The dollar slid to a two-year low against the euro on Thursday as trade wound down ahead of a closely watched U.S. jobs report at the end of the week that may shed more light on the outlook for U.S. interest rates.
A weak non-farm payrolls report would likely reinforce expectations the Federal Reserve may cut interest rates by as early as mid-year, in contrast to the euro zone and the UK, where interest rates are expected to rise in coming months.
"Trade is really thin today, and all things equal, people just want to be short dollars," said John McCarthy, director of foreign exchange trading at ING Capital Markets in New York. "We're seeing good buying of the euro today, and the backdrop to that is that euro zone rates look to be headed higher."
Dealers said, however, that trade had almost ground to a halt due ahead of weekend Easter holidays, and that the euro's rise was largely technical in nature.
The euro rose as high as $1.3441 after triggering automatic buy orders above $1.3410, said one trader, its highest since March 2005.
The euro also hit a five-week high of 159.39 yen, according to electronic trading platform EBS.

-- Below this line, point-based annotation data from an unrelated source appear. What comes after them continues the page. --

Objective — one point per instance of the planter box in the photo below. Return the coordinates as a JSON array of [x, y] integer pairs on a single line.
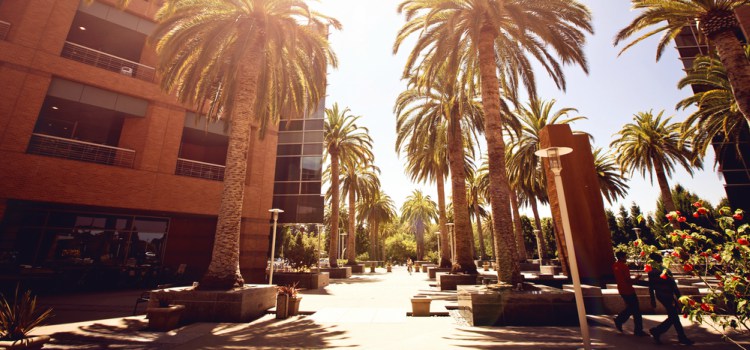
[[305, 280], [240, 305], [433, 270], [164, 319], [338, 272], [420, 306], [450, 282], [30, 343], [543, 306]]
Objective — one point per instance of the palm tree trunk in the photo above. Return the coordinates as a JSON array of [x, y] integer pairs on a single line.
[[333, 248], [445, 252], [517, 228], [351, 251], [540, 242], [478, 218], [732, 55], [223, 271], [462, 228], [508, 271], [666, 193]]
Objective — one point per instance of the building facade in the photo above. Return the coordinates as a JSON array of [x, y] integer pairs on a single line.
[[103, 172]]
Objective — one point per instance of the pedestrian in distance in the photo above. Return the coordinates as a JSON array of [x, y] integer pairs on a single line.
[[663, 287], [627, 292]]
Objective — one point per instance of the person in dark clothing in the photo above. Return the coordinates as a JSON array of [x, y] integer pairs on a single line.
[[627, 292], [663, 287]]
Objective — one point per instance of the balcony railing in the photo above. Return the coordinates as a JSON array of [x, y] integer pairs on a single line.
[[202, 170], [4, 29], [78, 150], [104, 60]]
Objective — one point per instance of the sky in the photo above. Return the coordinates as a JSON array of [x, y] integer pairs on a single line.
[[368, 80]]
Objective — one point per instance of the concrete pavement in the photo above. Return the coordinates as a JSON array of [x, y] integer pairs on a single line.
[[367, 311]]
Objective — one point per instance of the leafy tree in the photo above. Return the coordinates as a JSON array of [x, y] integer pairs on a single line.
[[344, 142], [654, 145], [716, 21], [213, 58]]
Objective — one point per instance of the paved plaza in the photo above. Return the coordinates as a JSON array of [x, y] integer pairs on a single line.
[[367, 311]]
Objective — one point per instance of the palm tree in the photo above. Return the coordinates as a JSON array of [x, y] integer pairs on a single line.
[[611, 182], [213, 57], [359, 180], [533, 117], [422, 133], [344, 142], [418, 211], [716, 21], [653, 144], [377, 209], [484, 36], [717, 118]]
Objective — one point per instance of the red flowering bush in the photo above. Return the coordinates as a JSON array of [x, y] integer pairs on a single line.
[[720, 258]]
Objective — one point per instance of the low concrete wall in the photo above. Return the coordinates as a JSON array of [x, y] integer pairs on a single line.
[[337, 272], [241, 305], [487, 307], [305, 280]]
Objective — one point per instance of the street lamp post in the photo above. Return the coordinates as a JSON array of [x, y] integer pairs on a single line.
[[273, 241], [452, 238], [637, 232], [553, 154], [320, 230]]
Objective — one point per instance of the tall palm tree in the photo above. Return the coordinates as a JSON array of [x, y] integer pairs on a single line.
[[534, 116], [422, 134], [717, 118], [716, 21], [652, 144], [344, 142], [418, 211], [214, 56], [485, 35], [378, 210], [359, 180], [611, 182]]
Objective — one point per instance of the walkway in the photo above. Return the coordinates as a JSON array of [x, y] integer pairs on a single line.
[[367, 311]]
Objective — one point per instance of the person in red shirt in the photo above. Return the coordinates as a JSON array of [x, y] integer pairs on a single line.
[[627, 292]]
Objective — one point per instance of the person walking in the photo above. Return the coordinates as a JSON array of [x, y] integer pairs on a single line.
[[627, 292], [663, 287]]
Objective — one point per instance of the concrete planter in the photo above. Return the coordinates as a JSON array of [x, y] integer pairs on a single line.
[[164, 319], [282, 306], [481, 306], [30, 343], [304, 280], [420, 306], [239, 305]]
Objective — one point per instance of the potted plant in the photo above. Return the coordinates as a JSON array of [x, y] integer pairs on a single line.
[[287, 301], [165, 317], [18, 319]]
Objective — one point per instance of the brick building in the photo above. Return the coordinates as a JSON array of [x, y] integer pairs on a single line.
[[103, 172]]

Sterling was down against the dollar after the Bank of England left rates on hold at 5.25%, disappointing some who had bet on a rate hike. Most analysts still expect the central bank to raise rates in May.
The dollar was little changed against the yen, down slightly from a five-week high of 119.09 yen touched on Wednesday.
The Canadian dollar was the day's biggest mover, with the U.S. dollar falling against its Canadian counterpart after data showing Canada's economy added 54,900 jobs in March, well above consensus.
The non-farm payrolls report on Friday is expected to show the U.S. economy added 120,000 jobs in March, up from 97,000 in February, according to a Reuters poll.
The number of U.S. workers filing new claims for jobless benefits rose a larger-than-expected 11,000 last week, government data showed on Thursday in a report adding to the mixed economic picture painted by recent data.